Simple SummaryThe prevention and treatment of cancers of the oral cavity and pharynx are currently important issues for national health. Currently, the incidence of oral cavity and pharynx cancers is globally the highest in Taiwanese men. Regarding the occurrence of oral cavity and pharynx cancers and oral potentially malignant disorders (OPMD), no report has ascertained how betel quid (BQ) can induce the expression of monoamine oxidase (MAO) and catechol-O-methyltransferase (COMT). We aimed to explore the role and clinical significance of specific markers of BQ exposure and human susceptibility to MAO and COMT. Our findings highlight the association of MAO and COMT biomarkers to risks of oral and pharyngeal cancers and OPMD. These novel findings will provide important strategies for disease prevention, early clinical diagnosis, and treatment effectiveness, and will offer a strong foundation to reduce BQ-related cancers of the oral cavity and pharynx and OPMD.Betel quid (BQ), a group I human carcinogen, strongly contributes to an increased risk of oral potentially malignant disorders (OPMD) and cancers of the oral cavity and pharynx. This study was conducted to discover whether monoamine oxidase (MAO) and catechol-O-methyltransferase (COMT) variants play a potential role in the risk assessment of oral cavity and pharynx cancers and OPMD, particularly among BQ users. We applied a case–control study to confirm the polymorphism of MAO and COMT using single-nucleotide polymorphisms.

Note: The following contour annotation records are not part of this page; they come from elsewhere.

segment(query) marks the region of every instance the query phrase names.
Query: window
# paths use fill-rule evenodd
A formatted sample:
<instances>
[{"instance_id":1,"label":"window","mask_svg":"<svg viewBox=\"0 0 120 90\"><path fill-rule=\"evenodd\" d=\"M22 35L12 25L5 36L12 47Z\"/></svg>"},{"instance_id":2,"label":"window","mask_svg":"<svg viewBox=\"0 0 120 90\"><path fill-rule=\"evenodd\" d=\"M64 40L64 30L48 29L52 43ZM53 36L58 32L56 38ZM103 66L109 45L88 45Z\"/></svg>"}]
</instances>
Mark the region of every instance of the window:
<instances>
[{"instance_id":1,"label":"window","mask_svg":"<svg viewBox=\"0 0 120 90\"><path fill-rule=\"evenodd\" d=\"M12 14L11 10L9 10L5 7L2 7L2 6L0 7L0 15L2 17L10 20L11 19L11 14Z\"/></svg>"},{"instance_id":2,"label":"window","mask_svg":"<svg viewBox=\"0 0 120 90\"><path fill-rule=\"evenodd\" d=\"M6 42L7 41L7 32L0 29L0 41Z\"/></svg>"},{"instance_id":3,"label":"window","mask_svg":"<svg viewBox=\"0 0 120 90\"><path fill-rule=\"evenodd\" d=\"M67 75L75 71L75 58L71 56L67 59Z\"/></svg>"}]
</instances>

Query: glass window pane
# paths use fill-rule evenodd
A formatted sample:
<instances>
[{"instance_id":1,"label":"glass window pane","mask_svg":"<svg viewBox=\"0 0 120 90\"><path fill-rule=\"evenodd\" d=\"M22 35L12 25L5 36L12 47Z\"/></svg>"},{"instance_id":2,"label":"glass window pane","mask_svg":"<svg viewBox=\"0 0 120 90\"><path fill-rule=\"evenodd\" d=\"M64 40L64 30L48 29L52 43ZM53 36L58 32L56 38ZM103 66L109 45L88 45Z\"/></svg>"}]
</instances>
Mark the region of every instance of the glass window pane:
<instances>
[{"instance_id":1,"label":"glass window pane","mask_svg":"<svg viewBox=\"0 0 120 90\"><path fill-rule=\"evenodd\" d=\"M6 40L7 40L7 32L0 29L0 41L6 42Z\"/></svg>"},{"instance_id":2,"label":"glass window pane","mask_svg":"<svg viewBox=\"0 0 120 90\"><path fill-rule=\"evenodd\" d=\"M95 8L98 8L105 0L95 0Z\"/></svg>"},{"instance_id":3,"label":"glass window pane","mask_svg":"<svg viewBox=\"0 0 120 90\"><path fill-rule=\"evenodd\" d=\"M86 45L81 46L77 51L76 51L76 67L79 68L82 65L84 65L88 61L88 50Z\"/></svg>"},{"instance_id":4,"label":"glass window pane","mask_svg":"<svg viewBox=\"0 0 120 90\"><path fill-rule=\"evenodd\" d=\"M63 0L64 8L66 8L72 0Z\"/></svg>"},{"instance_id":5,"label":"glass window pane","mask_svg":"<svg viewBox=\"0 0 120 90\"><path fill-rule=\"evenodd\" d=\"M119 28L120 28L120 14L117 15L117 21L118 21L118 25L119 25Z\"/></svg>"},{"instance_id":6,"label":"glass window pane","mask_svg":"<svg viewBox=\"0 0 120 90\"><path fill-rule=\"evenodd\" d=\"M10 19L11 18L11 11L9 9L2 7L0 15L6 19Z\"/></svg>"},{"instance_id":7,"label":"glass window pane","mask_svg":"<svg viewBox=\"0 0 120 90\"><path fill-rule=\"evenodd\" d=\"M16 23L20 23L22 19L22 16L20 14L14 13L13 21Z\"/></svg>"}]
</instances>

We used qRT-PCR, Western blotting, and immunohistochemistry (IHC) to determine MAO and COMT expression. Carriers of the MAOA rs6323 G-allele, MAOB rs6324 G-allele, and COMT rs4633 C/C-genotype had a prominently increased risk of oral cavity and pharynx cancers (AOR = 56.99; p < 0.001). Compared to adjacent noncancerous tissues, a significant downregulation of MAO and COMT expression was exhibited in cancerous tissues (p < 0.01). Furthermore, in different cell models, MAO and COMT expression was significantly downregulated with an increased dose of arecoline (p < 0.01). In personalized preventive medicine for oral and pharyngeal cancers, our findings are the first to demonstrate the potential role of lower MAO and COMT expression levels, with the risk polymorphisms utilized as clinical biomarkers.